For practical applications we recommend to use a higher number of iterations. 
For more detailed examples we refer to the help page of the function.


## Two Negative Binomial Rates
When we consider two negative binomial rates [@Zhu2014], we can compute sample 
size or power applying function power.nb.test.
```{r}
## examples from Table III in Zhu and Lakkis (2014)
power.nb.test(mu0 = 5.0, RR = 2.0, theta = 1/0.5, duration = 1, power = 0.8, approach = 1)
power.nb.test(mu0 = 5.0, RR = 2.0, theta = 1/0.5, duration = 1, power = 0.8, approach = 2)
power.nb.test(mu0 = 5.0, RR = 2.0, theta = 1/0.5, duration = 1, power = 0.8, approach = 3)
```


## Diagnostic Test
Given an expected sensitivity and specificity we can compute sample size, 
power (assurance probability), delta or significance level (error probability) 
of diagnostic test [@Flahault2005]. The calculation is based on a one-sided 
confidence interval.
```{r}
## see n2 on page 1202 of Chu and Cole (2007)
ssize.sens.ci(sens = 0.99, delta = 0.14, power = 0.95) # 40
ssize.sens.ci(sens = 0.99, delta = 0.13, power = 0.95) # 43
ssize.spec.ci(spec = 0.99, delta = 0.12, power = 0.95) # 47
```

Given an expected AUC we can compute sample size, power (assurance probability), 
delta or significance level (error probability) of the AUC based on a one-sided
confidence interval.
```{r}
ssize.auc.ci(AUC = 0.9, delta = 0.1, power = 0.95)
```

The sample size planning for developing binary classifiers in case of high
dimensional data, we can apply function ssize.pcc, which is based on the 
probability of correct classification (PCC) [@Dobbin2007].
```{r}
## see Table 2 of Dobbin et al. (2008)
g <- 0.1
fc <- 1.6
ssize.pcc(gamma = g, stdFC = fc, nrFeatures = 22000)
```


## Reference Range
We can apply function ssize.reference.range to determine the sample size required
for a study planned to establish a reference range.

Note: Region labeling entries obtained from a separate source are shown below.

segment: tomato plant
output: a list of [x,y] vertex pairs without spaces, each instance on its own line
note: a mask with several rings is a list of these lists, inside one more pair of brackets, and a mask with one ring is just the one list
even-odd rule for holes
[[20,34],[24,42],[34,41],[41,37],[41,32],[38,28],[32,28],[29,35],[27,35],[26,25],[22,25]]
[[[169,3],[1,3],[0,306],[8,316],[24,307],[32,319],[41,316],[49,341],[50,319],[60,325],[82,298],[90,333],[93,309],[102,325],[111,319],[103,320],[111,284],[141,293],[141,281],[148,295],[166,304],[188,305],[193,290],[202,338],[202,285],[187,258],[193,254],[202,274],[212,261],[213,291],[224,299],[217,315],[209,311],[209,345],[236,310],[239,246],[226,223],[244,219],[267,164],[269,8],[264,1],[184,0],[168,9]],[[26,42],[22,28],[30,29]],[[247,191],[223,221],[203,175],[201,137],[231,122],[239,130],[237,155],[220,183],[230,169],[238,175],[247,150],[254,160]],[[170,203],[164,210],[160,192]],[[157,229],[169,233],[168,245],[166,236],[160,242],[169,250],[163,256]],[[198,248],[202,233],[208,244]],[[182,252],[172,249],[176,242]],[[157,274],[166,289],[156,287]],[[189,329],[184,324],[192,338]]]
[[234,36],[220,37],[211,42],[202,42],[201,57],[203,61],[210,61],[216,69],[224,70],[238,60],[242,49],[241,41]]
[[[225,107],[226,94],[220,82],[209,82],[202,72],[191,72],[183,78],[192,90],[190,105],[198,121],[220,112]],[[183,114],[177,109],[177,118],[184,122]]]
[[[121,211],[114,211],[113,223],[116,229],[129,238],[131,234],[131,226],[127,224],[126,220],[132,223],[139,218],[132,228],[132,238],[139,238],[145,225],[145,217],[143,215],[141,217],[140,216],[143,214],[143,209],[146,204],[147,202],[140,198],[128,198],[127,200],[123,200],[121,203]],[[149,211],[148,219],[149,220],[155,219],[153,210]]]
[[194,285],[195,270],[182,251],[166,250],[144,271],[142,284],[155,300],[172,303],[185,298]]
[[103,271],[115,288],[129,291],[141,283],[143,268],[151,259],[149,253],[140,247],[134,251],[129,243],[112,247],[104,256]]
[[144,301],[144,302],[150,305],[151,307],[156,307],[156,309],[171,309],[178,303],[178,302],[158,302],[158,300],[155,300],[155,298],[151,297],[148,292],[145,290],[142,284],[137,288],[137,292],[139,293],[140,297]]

The parametric approach 
assumes a normal distribution whereas the non-parametric approach only assumes
a continuous distribution.
```{r}
ssize.reference.range(delta = 0.01, ref.prob = 0.95, conf.prob = 0.9, 
                      method = "parametric", exact = TRUE)
ssize.reference.range(delta = 0.01, ref.prob = 0.95, conf.prob = 0.9, 
                      method = "parametric", exact = FALSE)
ssize.reference.range(delta = 0.01, ref.prob = 0.95, conf.prob = 0.9, 
                      method = "nonparametric", exact = TRUE)
ssize.reference.range(delta = 0.01, ref.prob = 0.95, conf.prob = 0.9, 
                      method = "nonparametric", exact = FALSE)
```

We can also calculate the sample size for one-sided reference ranges.
```{r}
ssize.reference.range(delta = 0.015, ref.prob = 0.95, conf.prob = 0.9, 
                      method = "parametric", exact = TRUE, 
                      alternative = "one.sided")
```

## Multiple Primary Endpoints (MPE)

We demonstrate how to calculate the sample size for a trial with two co-primary 
endpoints with known covariance.
 
```{r}
Sigma <- matrix(c(1, 0.8, 0.8, 1), nrow = 2)
power.mpe.known.var(K = 2, delta = c(0.25, 0.4), Sigma = Sigma, 
                    sig.level = 0.025, power = 0.8)
## equivalent: specify SDs and correlation rho
power.mpe.known.var(K = 2, delta = c(0.25, 0.4), SD = c(1,1), rho = 0.8, 
                    sig.level = 0.025, power = 0.8)
```

Next, we show how to calculate the sample size for a trial with two 
co-primary endpoints with unknown covariance. Here, we follow three steps to 
determine the sample size.

+ Step 1: As we need starting values for our algorithm that computes the sample 
size in this case, we first act as if the covariance would be known and compute 
the sample size by applying our function `power.mpe.known.var`.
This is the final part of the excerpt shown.